Chemical synthesis is the process of creating complex chemical compounds from simpler precursors.Credit: Andrew Lambert Photography/SPL
Searching for blockbuster drugs and wonder materials is an arduous task for chemists. To make their promising compounds, they must trawl through millions of known chemical reactions, with hundreds of thousands more added annually, and then test whether it is possible to synthesize them.
Now, researchers have created an artificial-intelligence system that vastly simplifies and accelerates the process of chemical synthesis. The system, which is called MOSAIC and is described in a study published in Nature on 19 January1, recommended conditions that researchers were able to use to generate 35 compounds with the potential to become products like pharmaceuticals, agrochemicals or cosmetics without needing to do any further trawling or tweaking.
“The synthesis of small molecules is the slow step in drug discovery and a number of other important areas,” says study co-author Timothy Newhouse, a chemist at Yale University in New Haven, Connecticut.
MOSAIC could remove this bottleneck, adds Newhouse, so could lead to more and better products. It is “capable of drafting complete laboratory instructions — detailed enough for chemists to follow — to help create molecules that have not previously existed”.
AI-assisted chemistry
Predicting the conditions of chemical reactions has been a key focus of AI use in chemistry. One of the most prominent tools is IBM’s RXN for Chemistry, which is based on a large language model (LLM).
It uses a system called simplified molecular-input line-entry system (SMILES). This translates chemical 3D structures into letters, numbers and punctuation, which are better suited to a system that recognizes language. By contrast, LLMs such as ChemCrow are trained for chemistry tasks using natural-language data2.
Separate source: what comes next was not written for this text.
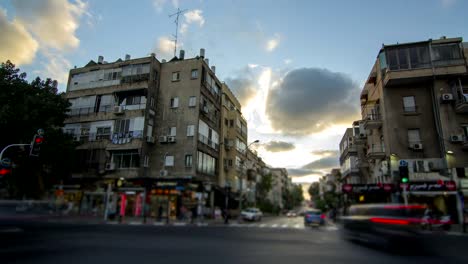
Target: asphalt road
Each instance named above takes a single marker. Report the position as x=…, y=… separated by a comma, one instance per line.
x=271, y=243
AI chatbot shows surprising talent for predicting chemical properties and reactions
The SMILES approach makes it easier to process chemical information such as starting materials and solvents. “Our goal was to build a general model that could read chemistry the way chemists write it [by] listening to the language of experimental procedures and quickly turning that collective voice into a practical suggestion,” says Newhouse. Newhouse adds that integrating the step-by-step instructions that MOSAIC produces into automated systems would be a “natural next step”.
The researchers used an AI system they had developed previously3 to cluster a database of around one million reactions extracted from patents into 2,285 subsets. Using the subsets, the team trained Meta’s partially open-source Llama LLM to create 2,498 separate expert models, each specialized in one combination of chemical transformation starting from one type of molecule. This approach can run on computers locally because it uses fewer parameters than do the major LLMs.
Martin Seifrid, a materials scientist at North Carolina State University in Raleigh, says that MOSAIC is notable in that it avoids “throwing the largest possible model at a problem, instead choosing to focus on a carefully designed system of much smaller ‘expert’ models”. “Each specialized model is more accurate within its domain,” Seifrid says.